Denn der Bankrott kam nicht über Nacht. Schon seit Anfang der 1990er Jahre hatte Oberhausen keinen ausgeglichenen Haushalt mehr. Als sich die Kohle- und Stahlindustrie aus der Ruhrgebietskommune zurückzog gingen 30.000 Jobs verloren - das war jeder zweite Arbeitsplatz. Steuergeld ging flöten und Zehntausende von Arbeitslosen haben zusätzliches Geld gekostet. Seitdem muss die Stadt stetig mehr für die Betreuung von Menschen ohne Job und Jugendlichen ausgeben. Die Gewerbesteuer, wichtigste Einnahmequelle der Stadt, macht trotz des schillernden Centro immer nur einen Bruchteil der Ausgaben wett.
Eine wirklich gute Idee, wie die Städte sparsamer leben und mehr Geld einnehmen können, haben die Kämmerer und Rathausbosse nie gehabt. Dabei trifft auch sie eine Mitschuld: Falsche Prognosen über zukünftige Bevölkerungszahlen haben die Infrastruktur in den 1970er Jahren unvernünftig wachsen lassen. Oberhausens Friedhöfe, Straßen und Schulen sind für 270.000 Bürgerinnen und Bürger ausgelegt, im Augenblick wohnen hier aber nur 200.000 Menschen.

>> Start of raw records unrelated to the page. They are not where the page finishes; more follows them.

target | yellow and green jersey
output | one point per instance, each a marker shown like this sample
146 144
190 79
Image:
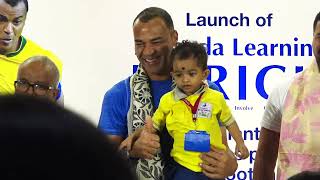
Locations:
9 63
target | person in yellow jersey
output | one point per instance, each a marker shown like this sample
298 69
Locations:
192 112
15 48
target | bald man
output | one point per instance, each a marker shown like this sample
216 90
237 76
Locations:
38 76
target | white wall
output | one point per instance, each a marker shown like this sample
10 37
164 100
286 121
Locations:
94 40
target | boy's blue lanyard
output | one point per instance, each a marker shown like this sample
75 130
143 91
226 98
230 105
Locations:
194 108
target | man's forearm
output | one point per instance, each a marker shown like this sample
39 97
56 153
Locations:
266 156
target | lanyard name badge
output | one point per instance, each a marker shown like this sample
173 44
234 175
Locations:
198 141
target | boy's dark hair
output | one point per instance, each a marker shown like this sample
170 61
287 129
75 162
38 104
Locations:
154 12
13 3
306 175
190 49
316 19
41 140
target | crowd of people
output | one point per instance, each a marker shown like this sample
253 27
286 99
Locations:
166 121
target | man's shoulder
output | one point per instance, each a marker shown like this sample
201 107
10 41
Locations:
120 88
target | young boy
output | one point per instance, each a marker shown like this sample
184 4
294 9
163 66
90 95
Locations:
191 112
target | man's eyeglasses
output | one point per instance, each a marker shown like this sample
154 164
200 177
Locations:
39 89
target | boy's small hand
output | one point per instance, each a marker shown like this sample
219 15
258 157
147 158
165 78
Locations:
241 151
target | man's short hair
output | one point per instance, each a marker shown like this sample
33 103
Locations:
316 19
13 3
190 49
42 140
154 12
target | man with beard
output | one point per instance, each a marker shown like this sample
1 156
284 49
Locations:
15 48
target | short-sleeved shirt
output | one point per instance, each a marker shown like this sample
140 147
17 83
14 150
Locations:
177 117
273 112
116 103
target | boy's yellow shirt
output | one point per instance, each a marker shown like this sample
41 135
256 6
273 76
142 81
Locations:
9 63
178 119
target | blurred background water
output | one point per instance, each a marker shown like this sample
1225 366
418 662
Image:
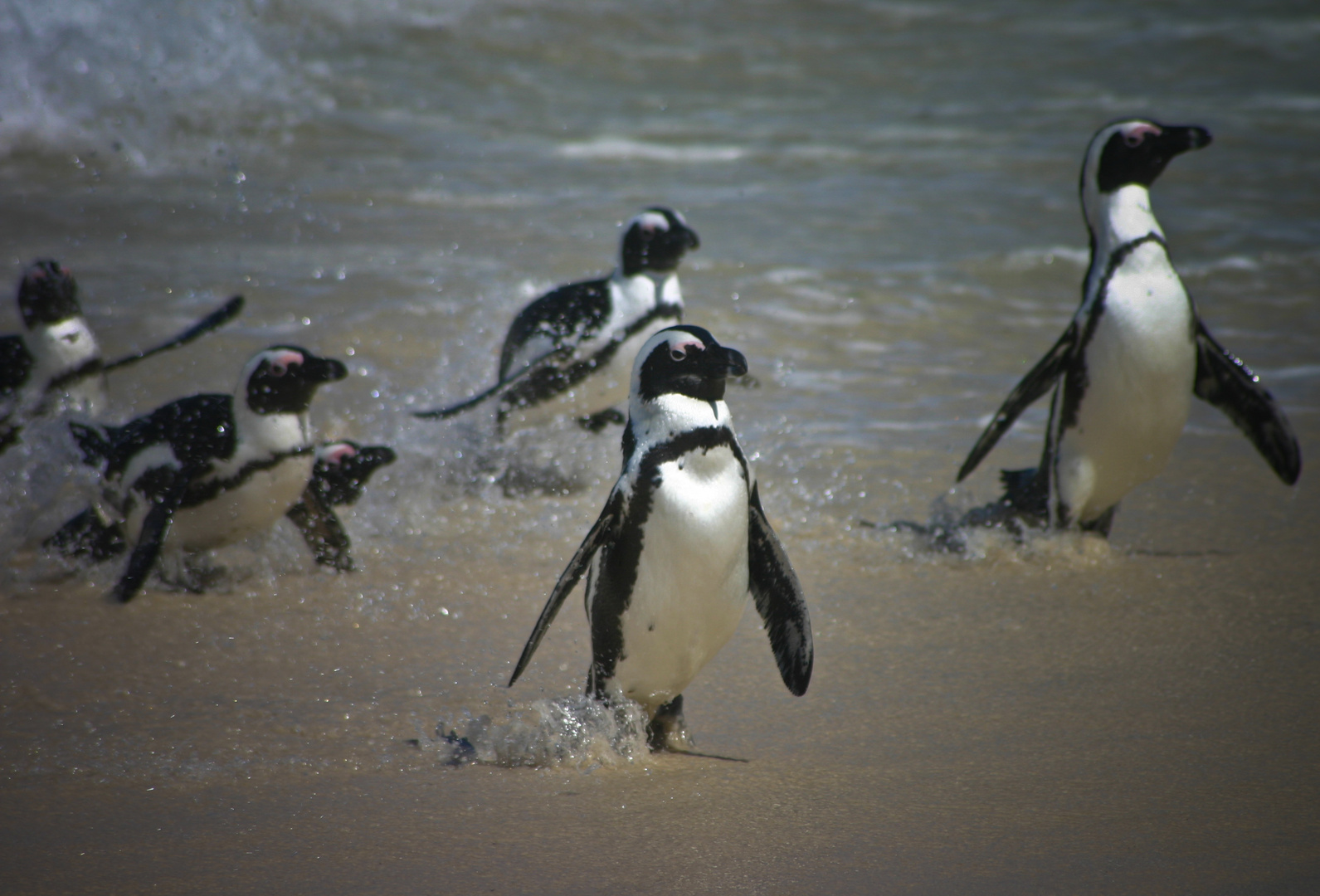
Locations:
886 197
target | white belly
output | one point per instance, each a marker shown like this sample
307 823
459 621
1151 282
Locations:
1141 364
606 387
692 578
239 512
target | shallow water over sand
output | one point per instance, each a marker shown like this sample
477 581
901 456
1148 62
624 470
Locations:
886 197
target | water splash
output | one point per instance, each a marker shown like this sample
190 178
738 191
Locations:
564 733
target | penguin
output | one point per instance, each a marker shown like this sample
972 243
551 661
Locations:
1126 368
339 476
681 544
56 364
209 470
572 350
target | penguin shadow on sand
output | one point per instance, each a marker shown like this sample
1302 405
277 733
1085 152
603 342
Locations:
1125 370
569 355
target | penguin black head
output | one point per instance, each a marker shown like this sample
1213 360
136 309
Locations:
48 295
685 361
283 379
1136 151
342 469
656 241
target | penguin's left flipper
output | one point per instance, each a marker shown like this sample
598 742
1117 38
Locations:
603 529
149 540
322 531
1226 383
779 599
1039 380
15 363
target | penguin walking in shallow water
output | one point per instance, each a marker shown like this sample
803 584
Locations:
56 366
572 350
681 544
1125 371
339 476
210 470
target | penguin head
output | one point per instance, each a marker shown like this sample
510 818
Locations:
1132 152
685 361
283 379
48 295
655 241
342 469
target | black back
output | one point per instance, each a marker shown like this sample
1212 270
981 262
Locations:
565 315
198 429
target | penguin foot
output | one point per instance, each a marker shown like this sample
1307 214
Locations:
598 421
87 538
667 728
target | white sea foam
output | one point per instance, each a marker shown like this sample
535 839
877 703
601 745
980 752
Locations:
625 149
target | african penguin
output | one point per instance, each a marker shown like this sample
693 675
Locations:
212 469
339 476
572 350
681 544
1132 358
56 364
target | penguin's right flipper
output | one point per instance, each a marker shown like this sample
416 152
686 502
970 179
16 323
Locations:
87 536
140 562
1226 383
779 599
1032 386
603 529
322 531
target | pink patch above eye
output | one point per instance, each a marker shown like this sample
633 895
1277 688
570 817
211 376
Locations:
339 454
1132 136
287 359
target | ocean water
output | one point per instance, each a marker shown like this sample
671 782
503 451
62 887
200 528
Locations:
886 196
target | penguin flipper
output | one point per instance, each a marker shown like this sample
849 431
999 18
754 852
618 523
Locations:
600 533
148 548
1032 386
15 363
779 599
322 531
1226 383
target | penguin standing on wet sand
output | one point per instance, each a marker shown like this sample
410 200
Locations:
339 478
681 544
56 362
212 469
1132 359
572 350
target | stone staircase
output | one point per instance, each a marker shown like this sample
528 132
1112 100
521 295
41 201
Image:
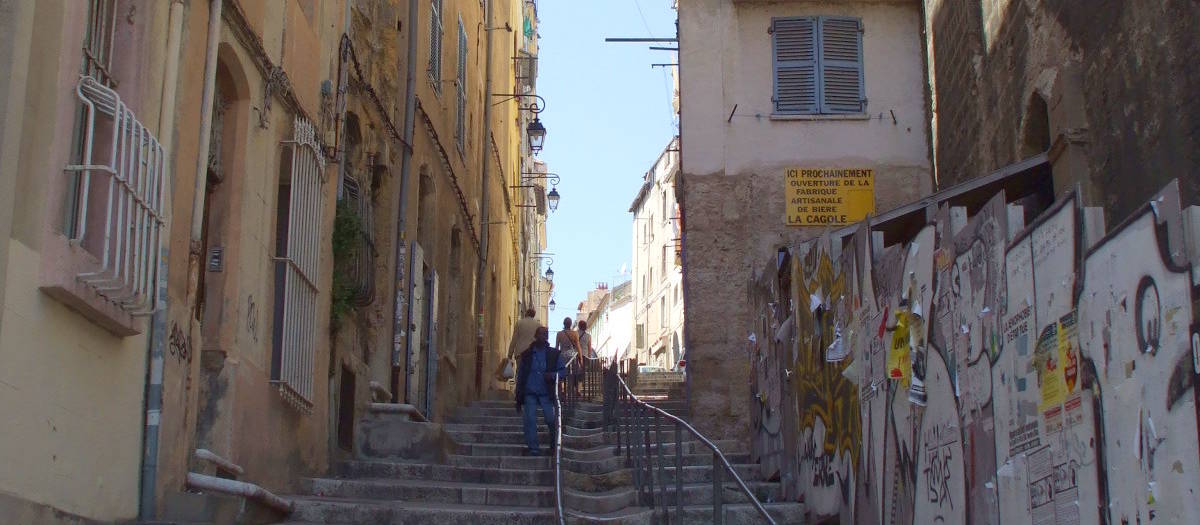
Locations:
473 470
655 386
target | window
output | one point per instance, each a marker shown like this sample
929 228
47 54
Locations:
117 194
97 44
664 266
461 125
819 65
298 261
436 44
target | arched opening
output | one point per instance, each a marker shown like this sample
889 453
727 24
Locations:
1036 127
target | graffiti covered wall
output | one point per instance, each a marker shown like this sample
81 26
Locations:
983 370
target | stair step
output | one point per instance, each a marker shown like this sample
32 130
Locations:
693 494
515 420
433 492
697 514
329 511
360 469
592 453
624 477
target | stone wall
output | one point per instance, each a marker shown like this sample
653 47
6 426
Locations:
984 372
1117 79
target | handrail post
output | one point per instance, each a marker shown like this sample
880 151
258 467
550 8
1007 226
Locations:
636 454
663 472
679 470
718 507
649 457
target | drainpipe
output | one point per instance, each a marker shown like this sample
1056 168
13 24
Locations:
399 330
153 396
202 152
485 209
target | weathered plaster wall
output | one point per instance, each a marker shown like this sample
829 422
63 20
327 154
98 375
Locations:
733 167
217 390
983 372
71 392
1119 79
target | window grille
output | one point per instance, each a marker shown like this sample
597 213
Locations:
436 44
119 199
361 267
298 263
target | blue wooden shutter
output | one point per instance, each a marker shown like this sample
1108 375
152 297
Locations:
841 65
796 64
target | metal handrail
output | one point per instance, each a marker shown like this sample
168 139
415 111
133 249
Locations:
643 469
558 444
588 387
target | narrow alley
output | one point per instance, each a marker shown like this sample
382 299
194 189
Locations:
623 261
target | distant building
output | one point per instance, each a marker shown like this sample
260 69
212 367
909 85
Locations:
658 300
611 323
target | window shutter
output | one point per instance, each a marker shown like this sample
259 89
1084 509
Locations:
841 65
436 44
796 64
461 128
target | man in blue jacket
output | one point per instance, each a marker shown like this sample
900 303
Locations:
538 369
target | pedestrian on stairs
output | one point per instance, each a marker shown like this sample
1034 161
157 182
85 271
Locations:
538 372
522 337
586 356
568 342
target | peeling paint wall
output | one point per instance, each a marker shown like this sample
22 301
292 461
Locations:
984 372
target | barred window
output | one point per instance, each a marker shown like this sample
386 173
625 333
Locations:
298 259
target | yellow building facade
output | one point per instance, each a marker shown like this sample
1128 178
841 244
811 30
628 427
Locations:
201 206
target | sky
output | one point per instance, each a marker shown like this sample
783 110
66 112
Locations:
607 119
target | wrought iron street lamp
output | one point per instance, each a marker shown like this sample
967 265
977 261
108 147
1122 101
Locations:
552 197
535 131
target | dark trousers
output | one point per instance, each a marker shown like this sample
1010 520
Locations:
531 405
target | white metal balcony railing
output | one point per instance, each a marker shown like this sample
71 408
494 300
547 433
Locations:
120 194
299 269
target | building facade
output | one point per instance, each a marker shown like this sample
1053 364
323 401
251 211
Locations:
778 101
611 323
226 210
658 305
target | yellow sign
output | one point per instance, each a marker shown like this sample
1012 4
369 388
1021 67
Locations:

"Niemand ist ohne Fehler", sagt Klaus Wehling dazu. "Aber wir haben nicht wie Banker gezockt und geschlampt." Wehling und seine Mitstreiter sind sauer, dass die schwarz-gelbe Düsseldorfer Koalition nicht wie für ihre Landesbank WestLB auch für die Pleite-Städte einen Schutzschirm aufspannt, ihr Eigenkapital sichert und Ausgaben wie das Wohngeld reduziert. Und vor allem: Die West-Städte wollen den Transfer in den Osten über den Solidarpakt stoppen. "Wir müssen Kredite aufnehmen und für die heute schon vielfach bessere Infrastruktur in den neuen Bundesländern zahlen", sagt Wehling. Dieselben Investitionen seien ihnen in den eigenen Städten von der Kommunalaufsicht verboten.
Wehling und seine Rathauskollegen verstecken ihre Armut nicht mehr - im Gegenteil. Jeder Kämmerer wiederholt immer wieder gerne und öffentlich eindrucksvolle Zahlen und Kredithöhen. Inzwischen ist im Ruhrgebiet beinahe ein Wettrennen entstanden, welche Stadt die ärmste ist. Nur eine Lösung hat noch niemand gefunden.